BİZM DEMOKRATİK TALEBİMİZ İLE ONLARIN DİKTATÖRLÜK ANLAYIŞI BİRBİRİNE ZITTIR

Öz Yönetim tartışmasından sonra AKP, belediyelerin yetkisini kısıtlama tartışmalarına başladı. Bu konuda bir yasa hazırlandığı söyleniyor. Sizin yerellik taleplerinize karşı hükümetin merkezileşmedeki ısrarı Türkiye’ye neler getirecek?

AKP’nin bu tutumu devleti güçlendirme çabasıdır. Yerel yönetimler, belediyeler dediği halkın belediyeleri değil mi? Belediyeler halkın hizmet kurumudur ve halkın mekanlarıdır. Toplumun öz kurumlarına darbe indirmek istiyor. Belediyelerin zaten bir yetkileri yok, var olan yetkileri bile devlete taşımak istiyor. Devleti daha da güçlendiren faşist bir modeldir. Devleti daha güçlendiren deyim yerindeyse toplumu yerle bir eden bir anlayıştır. Bu nedenle bizim demokrasi talebimizde onların diktatörlük talepleri ile bir birine zıttır. Ya da onların diktatörlük anlayışı ile özyönetim modeli bir birine zıt iki yaklaşımdır. Onun içinde çatışıyor.

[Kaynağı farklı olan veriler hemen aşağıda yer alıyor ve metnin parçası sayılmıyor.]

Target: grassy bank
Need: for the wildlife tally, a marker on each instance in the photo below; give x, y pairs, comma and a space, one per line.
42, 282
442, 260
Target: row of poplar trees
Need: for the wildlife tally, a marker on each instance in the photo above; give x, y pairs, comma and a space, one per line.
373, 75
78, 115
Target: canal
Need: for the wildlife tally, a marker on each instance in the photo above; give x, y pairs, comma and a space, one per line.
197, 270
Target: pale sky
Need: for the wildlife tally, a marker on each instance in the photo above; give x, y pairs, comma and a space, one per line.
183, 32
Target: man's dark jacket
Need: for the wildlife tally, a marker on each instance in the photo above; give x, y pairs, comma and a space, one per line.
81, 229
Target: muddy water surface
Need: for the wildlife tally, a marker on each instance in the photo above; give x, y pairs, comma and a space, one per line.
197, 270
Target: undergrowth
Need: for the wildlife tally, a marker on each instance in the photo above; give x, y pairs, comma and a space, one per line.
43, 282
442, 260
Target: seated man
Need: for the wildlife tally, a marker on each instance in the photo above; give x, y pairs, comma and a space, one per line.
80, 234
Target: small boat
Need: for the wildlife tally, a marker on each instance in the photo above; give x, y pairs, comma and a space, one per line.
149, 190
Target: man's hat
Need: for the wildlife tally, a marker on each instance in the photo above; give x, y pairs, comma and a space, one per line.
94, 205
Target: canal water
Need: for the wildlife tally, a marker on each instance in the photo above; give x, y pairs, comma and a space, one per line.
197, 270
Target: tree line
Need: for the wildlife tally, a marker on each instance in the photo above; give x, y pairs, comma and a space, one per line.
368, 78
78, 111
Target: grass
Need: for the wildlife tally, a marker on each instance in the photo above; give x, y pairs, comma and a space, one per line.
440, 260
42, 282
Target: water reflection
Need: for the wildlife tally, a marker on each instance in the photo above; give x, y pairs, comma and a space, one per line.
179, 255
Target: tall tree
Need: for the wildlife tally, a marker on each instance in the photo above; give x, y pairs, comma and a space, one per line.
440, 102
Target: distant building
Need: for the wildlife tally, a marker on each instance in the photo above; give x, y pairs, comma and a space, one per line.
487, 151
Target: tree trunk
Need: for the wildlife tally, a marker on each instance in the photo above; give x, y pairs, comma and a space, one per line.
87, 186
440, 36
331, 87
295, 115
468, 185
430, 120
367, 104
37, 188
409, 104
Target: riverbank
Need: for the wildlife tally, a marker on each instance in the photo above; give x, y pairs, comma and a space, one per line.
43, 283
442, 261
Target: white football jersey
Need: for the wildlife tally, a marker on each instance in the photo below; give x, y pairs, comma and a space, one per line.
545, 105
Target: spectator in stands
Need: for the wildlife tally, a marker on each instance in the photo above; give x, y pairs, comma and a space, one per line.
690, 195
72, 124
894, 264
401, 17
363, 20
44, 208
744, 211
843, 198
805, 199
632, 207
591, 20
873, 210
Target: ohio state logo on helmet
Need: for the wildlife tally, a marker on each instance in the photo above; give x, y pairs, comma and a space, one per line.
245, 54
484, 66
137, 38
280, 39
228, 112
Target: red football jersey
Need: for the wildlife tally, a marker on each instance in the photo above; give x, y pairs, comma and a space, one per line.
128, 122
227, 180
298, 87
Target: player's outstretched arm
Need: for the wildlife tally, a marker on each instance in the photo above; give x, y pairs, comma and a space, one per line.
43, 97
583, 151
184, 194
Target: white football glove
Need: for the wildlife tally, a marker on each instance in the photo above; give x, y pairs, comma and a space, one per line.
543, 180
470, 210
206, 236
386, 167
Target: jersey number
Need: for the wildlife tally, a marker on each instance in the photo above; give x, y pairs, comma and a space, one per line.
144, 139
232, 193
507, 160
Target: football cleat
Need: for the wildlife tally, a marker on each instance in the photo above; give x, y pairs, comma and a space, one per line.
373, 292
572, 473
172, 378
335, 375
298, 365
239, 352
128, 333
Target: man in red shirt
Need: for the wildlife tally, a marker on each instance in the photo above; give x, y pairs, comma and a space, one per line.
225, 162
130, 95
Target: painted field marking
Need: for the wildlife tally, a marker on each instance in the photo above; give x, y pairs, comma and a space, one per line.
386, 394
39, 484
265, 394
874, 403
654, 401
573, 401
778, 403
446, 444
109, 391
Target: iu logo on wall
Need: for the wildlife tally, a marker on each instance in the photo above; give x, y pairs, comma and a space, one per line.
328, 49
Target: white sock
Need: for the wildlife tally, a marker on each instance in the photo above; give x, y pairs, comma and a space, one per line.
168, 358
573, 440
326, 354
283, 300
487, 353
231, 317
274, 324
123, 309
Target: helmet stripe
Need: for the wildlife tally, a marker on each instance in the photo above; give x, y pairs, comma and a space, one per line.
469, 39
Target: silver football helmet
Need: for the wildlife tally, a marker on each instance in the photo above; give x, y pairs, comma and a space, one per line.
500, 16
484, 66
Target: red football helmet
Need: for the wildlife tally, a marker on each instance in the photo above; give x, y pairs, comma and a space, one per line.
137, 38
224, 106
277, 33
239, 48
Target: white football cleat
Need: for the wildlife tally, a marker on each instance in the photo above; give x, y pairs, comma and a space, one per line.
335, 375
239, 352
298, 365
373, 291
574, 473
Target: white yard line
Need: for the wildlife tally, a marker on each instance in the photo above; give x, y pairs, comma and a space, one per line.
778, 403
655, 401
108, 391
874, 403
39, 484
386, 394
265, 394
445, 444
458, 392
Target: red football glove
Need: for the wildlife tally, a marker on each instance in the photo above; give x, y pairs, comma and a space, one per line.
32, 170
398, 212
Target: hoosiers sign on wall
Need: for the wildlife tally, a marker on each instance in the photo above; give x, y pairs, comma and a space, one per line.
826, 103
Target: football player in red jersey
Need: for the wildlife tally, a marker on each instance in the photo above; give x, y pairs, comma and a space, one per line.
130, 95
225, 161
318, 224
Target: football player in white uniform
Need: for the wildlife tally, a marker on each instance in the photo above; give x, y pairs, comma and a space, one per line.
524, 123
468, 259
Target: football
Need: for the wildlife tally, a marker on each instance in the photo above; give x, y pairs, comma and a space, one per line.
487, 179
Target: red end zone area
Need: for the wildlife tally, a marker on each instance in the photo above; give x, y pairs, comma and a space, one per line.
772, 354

GELİN DEMOKRATİK MÜZAKERE SÜRECİNİ BAŞLATALIM

Sonuç olarak; birçok kesim mevcut yaşananları bir iç savaş olarak değerlendiriyor. Öz yönetim bu savaştan çıkışın bir yolu olabilir mi?

Bizim amacımız da bu. Bu savaş yolunun daha büyük tehlikelere, bu şiddet yolunun tüm toplumu saracak, Türkiye Cumhuriyeti sınırları içerisinde bulunan bütün coğrafyayı saracak, bir yangına yol açma tehlikesini öngördüğümüz için, sezdiğimiz için, bunu bir teklif olarak sunuyoruz. Bu yol zarar getirir halklarımıza, halklarımızın lehine bir yol değil. Onun için bu yoldan çıkmalıyız diyoruz. Onun için teklifimiz, deklerasyonda da var. Bu bir öneridir, eleştiriye açıktır ve tartışabiliriz diyoruz. İlla biz böyle karar aldık uyacaksınız gerisi kıyamettir demiyoruz. Gelin, demokratik yollardan tekrar görüşmeler ile önderliğin de özgürlüğünü sağlayarak bir demokratik müzakere sürecini başlatalım. Bu halklarımızın da lehinedir. Kazan kazan politikası budur. Aksi takdirde geri yol akıl dışı yoldur. O yolda gitmemek ve o yolda ilerlememek gerekiyor.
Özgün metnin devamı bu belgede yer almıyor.